BudgetedRunner wraps any agent and tracks cumulative token usage. Before each task it checks whether enough tokens remain. If not, it raises BudgetExceeded and the batch stops.

intermediate6 min
Video coming soon
Browse this tutorial's folder in tutorials-pygithub.com/OpenSymbolicAI/tutorials-py/tree/main/29-budget-guard

Track 28 showed how to read token counts from a single result. The one new thing here: a thin wrapper that accumulates those counts across a batch and stops before starting a task it cannot afford.

The wrapper#

python
MIN_PLANNING_TOKENS = 200


class BudgetExceeded(Exception):
    pass


class BudgetedRunner:

    def __init__(self, agent, budget: int) -> None:
        self._agent = agent
        self._budget = budget
        self._used = 0

    @property
    def tokens_remaining(self) -> int:
        return max(0, self._budget - self._used)

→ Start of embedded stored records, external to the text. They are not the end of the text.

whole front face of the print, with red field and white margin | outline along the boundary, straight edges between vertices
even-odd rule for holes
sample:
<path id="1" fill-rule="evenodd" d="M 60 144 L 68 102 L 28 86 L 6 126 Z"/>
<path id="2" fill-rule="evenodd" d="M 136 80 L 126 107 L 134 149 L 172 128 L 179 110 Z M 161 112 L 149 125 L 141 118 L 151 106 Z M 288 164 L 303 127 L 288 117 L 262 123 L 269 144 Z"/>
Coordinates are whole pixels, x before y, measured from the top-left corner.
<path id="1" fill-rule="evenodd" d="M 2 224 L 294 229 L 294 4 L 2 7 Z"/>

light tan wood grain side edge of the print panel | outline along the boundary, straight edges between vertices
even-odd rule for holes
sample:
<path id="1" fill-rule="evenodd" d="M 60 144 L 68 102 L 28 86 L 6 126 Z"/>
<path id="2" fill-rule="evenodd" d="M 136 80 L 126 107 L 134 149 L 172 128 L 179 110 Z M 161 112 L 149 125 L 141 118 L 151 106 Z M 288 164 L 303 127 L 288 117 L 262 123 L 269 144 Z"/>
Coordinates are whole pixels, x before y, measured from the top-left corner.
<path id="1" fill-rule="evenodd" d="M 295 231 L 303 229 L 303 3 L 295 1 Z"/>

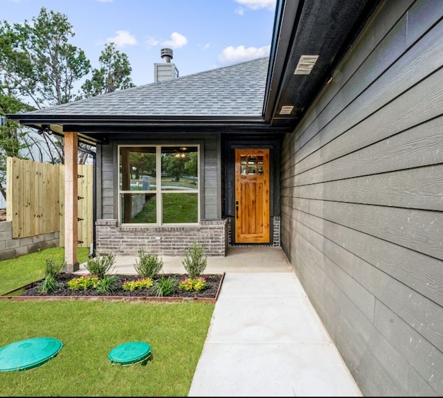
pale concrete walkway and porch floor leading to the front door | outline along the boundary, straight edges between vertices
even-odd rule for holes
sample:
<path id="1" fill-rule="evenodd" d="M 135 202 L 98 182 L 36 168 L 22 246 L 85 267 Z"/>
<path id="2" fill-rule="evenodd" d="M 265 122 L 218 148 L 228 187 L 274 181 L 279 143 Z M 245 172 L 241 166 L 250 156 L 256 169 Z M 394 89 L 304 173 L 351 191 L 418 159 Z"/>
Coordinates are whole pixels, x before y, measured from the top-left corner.
<path id="1" fill-rule="evenodd" d="M 116 257 L 116 272 L 135 273 L 136 258 Z M 162 259 L 185 273 L 183 257 Z M 281 248 L 208 257 L 204 273 L 223 272 L 190 397 L 362 396 Z"/>

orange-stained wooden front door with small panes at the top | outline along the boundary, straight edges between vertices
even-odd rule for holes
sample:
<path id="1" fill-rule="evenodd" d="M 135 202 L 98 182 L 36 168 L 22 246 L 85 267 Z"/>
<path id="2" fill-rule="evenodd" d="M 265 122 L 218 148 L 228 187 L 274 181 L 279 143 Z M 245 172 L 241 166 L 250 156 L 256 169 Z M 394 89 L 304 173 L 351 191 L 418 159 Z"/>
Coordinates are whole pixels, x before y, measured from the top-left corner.
<path id="1" fill-rule="evenodd" d="M 269 150 L 235 150 L 235 243 L 269 243 Z"/>

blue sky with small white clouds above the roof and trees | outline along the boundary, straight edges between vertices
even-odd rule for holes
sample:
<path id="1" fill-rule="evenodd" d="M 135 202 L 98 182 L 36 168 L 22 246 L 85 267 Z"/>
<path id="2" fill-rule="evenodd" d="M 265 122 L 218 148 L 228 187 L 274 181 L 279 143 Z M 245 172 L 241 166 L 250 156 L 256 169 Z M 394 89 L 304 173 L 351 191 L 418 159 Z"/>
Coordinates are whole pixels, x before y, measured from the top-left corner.
<path id="1" fill-rule="evenodd" d="M 32 21 L 42 7 L 68 17 L 70 43 L 93 67 L 116 43 L 140 86 L 154 82 L 161 48 L 172 48 L 180 76 L 269 55 L 275 0 L 0 0 L 0 20 Z"/>

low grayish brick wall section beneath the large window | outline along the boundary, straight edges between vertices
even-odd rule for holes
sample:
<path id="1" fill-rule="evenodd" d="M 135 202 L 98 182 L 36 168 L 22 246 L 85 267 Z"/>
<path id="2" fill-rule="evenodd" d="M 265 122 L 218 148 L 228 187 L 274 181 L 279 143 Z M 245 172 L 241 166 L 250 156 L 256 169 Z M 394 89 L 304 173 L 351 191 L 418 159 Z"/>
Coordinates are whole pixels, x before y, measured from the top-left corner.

    def run(self, task: str):
        if self.tokens_remaining < MIN_PLANNING_TOKENS:
            raise BudgetExceeded(
                f"{self.tokens_remaining} tokens remaining, "
                f"need at least {MIN_PLANNING_TOKENS} to plan"
            )
        result = self._agent.run(task)
        self._used += result.metrics.plan_tokens.total_tokens
        return result

The guard fires before the task runs. A blocked task costs zero tokens. MIN_PLANNING_TOKENS is a floor: set it below your typical input token count so you do not start a task that is likely to fail mid-plan.

Run six tasks against a 1,000-token budget#

python
# main.py
from calc import Calc
from opensymbolicai.llm import LLMConfig

TASKS = [
    "What is 7 + 3?",
    "What is 12 * 15 - 47?",
    "What is 8 factorial?",
    "What is the 10th Fibonacci number?",
    "What is 6 factorial plus the 8th Fibonacci number?",
    "What is (factorial of 5) divided by (fibonacci of 6), then add 12?",
]

llm = LLMConfig(provider="ollama", model="qwen2.5-coder:7b")
runner = BudgetedRunner(Calc(llm=llm), budget=1000)

for task in TASKS:
    try:
        result = runner.run(task)
        print(f"  ok  {task}")
        print(f"      result={result.result}  used={runner._used}  remaining={runner.tokens_remaining}")
    except BudgetExceeded as e:
        print(f"  --  {task}")
        print(f"      BudgetExceeded: {e}")
        break
bash
uv run main.py

Output:

text
Budget: 1000 tokens

  ok  What is 7 + 3?
      result=10  used=442  remaining=558

  ok  What is 12 * 15 - 47?
      result=133  used=902  remaining=98

  --  What is 8 factorial?
      BudgetExceeded: 98 tokens remaining, need at least 200 to plan

  Stopping -- 3 task(s) skipped.

What to notice#

  • The guard checks before, not after. Task 3 is blocked even though it might have fit: 98 tokens remain and the typical input is ~420. The guard does not guess whether a task will succeed; it just enforces the floor.
  • A blocked task costs nothing. The model is never called for task 3. The budget stays at 902 after the exception.
  • The wrapper needs no framework changes. result.metrics.plan_tokens.total_tokens is the only hook into the framework. The rest is plain Python.